Resume Lies, Fake References, and Ghost Employees: Traditional Candidate Fraud in the AI Age
While deepfakes grab headlines, resume lies, fake references, and ghost employees cost businesses $600B annually. Traditional hiring fraud remains the #1 threat — and AI is making it worse.

Every week brings a new headline about deepfake candidates infiltrating remote interviews. AI-generated faces. Cloned voices. It reads like science fiction, and it dominates the conversation around hiring fraud.
But here is the uncomfortable truth: the fraud that is actually draining your company right now is far more mundane. Inflated job titles. Fabricated degrees. A "former manager" who is actually the candidate's roommate. A payroll entry for an employee who never existed.
Traditional candidate fraud — resume lies, fake references, and ghost employees — predates artificial intelligence by decades. It has never gone away. And now, AI tools are making these old-school schemes faster, cheaper, and harder to detect than ever before.
The Fraud That Doesn't Make Headlines
The numbers paint a stark picture of how normalized dishonesty has become in the hiring process.
55% of Americans — roughly 107 million people — have lied on their resume, according to research from StandOut CV. That is not a fringe behavior. It is the majority.
ResumeLab's 2023 survey pushed that figure even higher: 70% of job applicants have lied or would consider lying on their resume. The gap between "have lied" and "would consider it" is shrinking every year, as candidates watch their peers land jobs with embellished credentials and face no consequences.

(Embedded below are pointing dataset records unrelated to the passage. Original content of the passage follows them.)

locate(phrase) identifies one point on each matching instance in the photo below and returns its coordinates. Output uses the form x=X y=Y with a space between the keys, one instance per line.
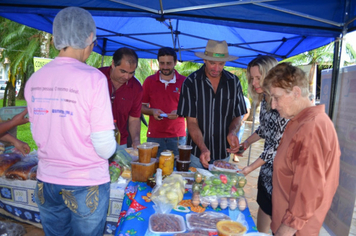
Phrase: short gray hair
x=72 y=27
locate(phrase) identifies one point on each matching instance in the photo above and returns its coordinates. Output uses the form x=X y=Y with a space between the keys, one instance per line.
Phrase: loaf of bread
x=7 y=160
x=21 y=169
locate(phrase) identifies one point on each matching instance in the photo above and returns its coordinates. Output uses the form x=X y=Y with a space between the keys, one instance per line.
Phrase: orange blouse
x=305 y=172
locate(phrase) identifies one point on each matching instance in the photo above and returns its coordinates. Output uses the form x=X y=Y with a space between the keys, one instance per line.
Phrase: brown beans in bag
x=21 y=169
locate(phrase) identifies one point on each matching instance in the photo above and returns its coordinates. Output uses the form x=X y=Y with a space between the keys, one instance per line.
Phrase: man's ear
x=297 y=92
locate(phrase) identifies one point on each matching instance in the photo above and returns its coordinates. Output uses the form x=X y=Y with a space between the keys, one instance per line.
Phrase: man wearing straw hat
x=212 y=101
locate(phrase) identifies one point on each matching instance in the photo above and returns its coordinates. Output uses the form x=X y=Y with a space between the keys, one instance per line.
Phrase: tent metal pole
x=221 y=4
x=335 y=76
x=177 y=37
x=299 y=14
x=103 y=51
x=161 y=5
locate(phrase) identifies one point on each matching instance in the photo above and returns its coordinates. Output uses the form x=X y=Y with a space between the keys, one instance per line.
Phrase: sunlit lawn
x=24 y=132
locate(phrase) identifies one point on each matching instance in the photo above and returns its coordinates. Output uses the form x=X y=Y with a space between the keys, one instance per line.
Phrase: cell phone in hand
x=163 y=115
x=241 y=149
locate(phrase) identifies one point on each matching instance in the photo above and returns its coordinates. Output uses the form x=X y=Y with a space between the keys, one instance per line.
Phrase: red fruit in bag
x=223 y=179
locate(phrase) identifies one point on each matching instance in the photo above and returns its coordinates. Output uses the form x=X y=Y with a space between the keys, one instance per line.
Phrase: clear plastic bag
x=11 y=229
x=169 y=194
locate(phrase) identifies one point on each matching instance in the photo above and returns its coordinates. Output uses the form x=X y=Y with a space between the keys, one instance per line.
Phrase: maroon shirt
x=127 y=102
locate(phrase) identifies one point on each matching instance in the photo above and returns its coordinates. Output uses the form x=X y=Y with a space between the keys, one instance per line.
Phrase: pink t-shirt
x=68 y=100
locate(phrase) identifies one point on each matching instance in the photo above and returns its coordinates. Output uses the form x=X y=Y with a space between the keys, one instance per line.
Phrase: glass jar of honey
x=166 y=163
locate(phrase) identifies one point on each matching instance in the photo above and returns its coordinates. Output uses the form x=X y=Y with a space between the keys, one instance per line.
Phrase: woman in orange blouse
x=307 y=163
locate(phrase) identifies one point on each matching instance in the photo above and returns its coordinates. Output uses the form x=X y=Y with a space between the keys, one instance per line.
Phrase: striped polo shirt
x=213 y=111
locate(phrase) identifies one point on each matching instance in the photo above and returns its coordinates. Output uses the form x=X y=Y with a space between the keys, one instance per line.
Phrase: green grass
x=24 y=132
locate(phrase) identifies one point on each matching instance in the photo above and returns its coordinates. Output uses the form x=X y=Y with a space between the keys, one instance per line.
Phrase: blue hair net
x=72 y=27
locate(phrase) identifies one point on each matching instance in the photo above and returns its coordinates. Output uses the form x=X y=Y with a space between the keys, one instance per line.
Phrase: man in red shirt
x=126 y=94
x=160 y=101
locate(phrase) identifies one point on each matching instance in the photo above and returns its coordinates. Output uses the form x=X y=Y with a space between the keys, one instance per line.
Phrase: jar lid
x=165 y=153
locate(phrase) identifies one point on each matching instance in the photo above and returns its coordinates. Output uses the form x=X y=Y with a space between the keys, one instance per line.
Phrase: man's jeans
x=72 y=210
x=241 y=132
x=168 y=144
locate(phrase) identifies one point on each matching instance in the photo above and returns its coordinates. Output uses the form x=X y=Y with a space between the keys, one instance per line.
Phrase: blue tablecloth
x=137 y=209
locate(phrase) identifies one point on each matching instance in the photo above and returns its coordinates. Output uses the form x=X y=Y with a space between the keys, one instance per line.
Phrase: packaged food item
x=206 y=220
x=225 y=166
x=184 y=152
x=182 y=165
x=169 y=194
x=33 y=173
x=142 y=171
x=21 y=169
x=154 y=148
x=166 y=224
x=144 y=153
x=126 y=174
x=223 y=184
x=196 y=232
x=133 y=153
x=230 y=228
x=7 y=160
x=115 y=171
x=166 y=163
x=121 y=157
x=195 y=199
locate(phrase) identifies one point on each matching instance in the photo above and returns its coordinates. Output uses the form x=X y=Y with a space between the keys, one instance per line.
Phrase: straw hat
x=216 y=51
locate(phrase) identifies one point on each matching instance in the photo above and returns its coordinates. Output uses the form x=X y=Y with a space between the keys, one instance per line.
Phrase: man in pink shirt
x=71 y=121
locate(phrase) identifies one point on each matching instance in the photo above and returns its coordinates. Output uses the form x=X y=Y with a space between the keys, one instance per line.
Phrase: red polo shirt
x=165 y=98
x=127 y=102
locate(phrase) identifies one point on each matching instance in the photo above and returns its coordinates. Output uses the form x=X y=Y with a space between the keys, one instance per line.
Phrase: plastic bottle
x=117 y=133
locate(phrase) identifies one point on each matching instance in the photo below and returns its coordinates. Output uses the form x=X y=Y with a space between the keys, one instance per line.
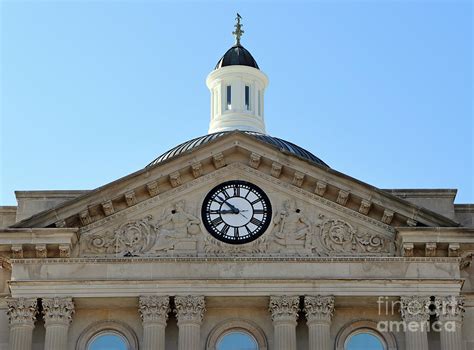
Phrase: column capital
x=22 y=311
x=450 y=307
x=154 y=308
x=58 y=311
x=190 y=308
x=415 y=308
x=319 y=308
x=284 y=308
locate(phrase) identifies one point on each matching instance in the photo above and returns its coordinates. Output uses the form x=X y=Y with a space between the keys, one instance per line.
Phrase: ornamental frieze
x=295 y=230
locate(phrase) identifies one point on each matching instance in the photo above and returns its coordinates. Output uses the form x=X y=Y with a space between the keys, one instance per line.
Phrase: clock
x=236 y=212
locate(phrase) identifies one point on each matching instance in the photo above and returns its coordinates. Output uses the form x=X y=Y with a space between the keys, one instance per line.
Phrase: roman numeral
x=225 y=229
x=217 y=221
x=236 y=191
x=256 y=222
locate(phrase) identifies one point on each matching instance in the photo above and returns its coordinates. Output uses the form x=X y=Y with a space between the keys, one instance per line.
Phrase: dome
x=282 y=145
x=237 y=55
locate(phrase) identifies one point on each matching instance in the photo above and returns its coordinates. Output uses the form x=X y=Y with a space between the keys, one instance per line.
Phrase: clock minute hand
x=234 y=209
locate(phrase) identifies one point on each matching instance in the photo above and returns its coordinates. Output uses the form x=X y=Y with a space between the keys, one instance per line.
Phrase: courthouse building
x=237 y=240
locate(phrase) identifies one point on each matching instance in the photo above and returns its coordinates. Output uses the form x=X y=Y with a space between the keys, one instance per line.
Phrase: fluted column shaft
x=416 y=314
x=450 y=310
x=190 y=313
x=22 y=316
x=154 y=312
x=284 y=310
x=319 y=311
x=57 y=313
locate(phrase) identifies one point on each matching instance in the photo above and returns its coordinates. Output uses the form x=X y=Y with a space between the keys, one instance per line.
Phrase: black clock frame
x=256 y=234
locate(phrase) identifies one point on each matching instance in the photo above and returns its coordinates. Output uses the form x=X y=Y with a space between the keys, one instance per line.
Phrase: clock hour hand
x=227 y=212
x=234 y=209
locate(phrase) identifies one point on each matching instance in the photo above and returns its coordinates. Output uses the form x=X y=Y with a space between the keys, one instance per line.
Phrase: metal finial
x=238 y=30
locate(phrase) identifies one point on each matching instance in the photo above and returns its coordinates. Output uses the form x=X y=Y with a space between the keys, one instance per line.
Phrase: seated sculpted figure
x=176 y=227
x=292 y=227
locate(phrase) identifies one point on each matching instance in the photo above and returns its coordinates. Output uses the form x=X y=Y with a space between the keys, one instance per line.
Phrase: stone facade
x=151 y=271
x=339 y=257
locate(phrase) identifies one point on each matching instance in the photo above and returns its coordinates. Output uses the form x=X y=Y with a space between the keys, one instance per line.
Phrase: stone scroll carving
x=176 y=232
x=340 y=237
x=131 y=239
x=296 y=230
x=57 y=311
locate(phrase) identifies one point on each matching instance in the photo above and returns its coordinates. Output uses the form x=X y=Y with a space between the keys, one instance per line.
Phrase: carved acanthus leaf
x=154 y=308
x=57 y=310
x=415 y=308
x=450 y=307
x=284 y=308
x=189 y=308
x=318 y=308
x=22 y=311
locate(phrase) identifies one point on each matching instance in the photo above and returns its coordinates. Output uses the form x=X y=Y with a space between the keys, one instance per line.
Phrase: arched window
x=363 y=335
x=364 y=340
x=107 y=335
x=237 y=340
x=108 y=340
x=236 y=334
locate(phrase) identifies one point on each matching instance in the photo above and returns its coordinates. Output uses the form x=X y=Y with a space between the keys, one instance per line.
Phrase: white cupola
x=237 y=88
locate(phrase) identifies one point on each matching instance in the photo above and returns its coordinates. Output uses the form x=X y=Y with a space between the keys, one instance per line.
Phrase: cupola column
x=416 y=314
x=284 y=310
x=154 y=312
x=237 y=86
x=22 y=316
x=190 y=313
x=57 y=313
x=319 y=311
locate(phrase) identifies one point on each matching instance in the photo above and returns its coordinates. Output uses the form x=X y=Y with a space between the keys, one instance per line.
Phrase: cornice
x=167 y=177
x=207 y=259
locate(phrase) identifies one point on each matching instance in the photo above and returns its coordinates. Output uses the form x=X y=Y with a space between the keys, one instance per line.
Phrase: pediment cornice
x=237 y=151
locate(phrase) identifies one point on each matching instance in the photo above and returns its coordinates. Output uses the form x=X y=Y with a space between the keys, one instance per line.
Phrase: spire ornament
x=238 y=30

The financial impact is staggering. Resume fraud costs the global economy an estimated $600 billion annually, according to Crosschq. That figure accounts for bad hires, turnover costs, training waste, productivity loss, and the downstream damage of placing unqualified individuals in roles where competence matters.
And yet, most companies treat resume verification as a formality — a box to check after the offer letter is signed, not a filter applied before candidates enter the pipeline.
Resume and Credential Fraud by the Numbers
Resume fraud is not limited to recent graduates padding their internship descriptions. It is systematic, it spans every industry, and it is disproportionately committed by experienced professionals who know exactly what hiring managers want to see.
A landmark 2025 study by EY India analyzed millions of background verification checks across industries and found that 84% of discrepant employment checks were attributable to misleading candidate information. Not clerical errors. Not misunderstandings. Deliberate misrepresentation.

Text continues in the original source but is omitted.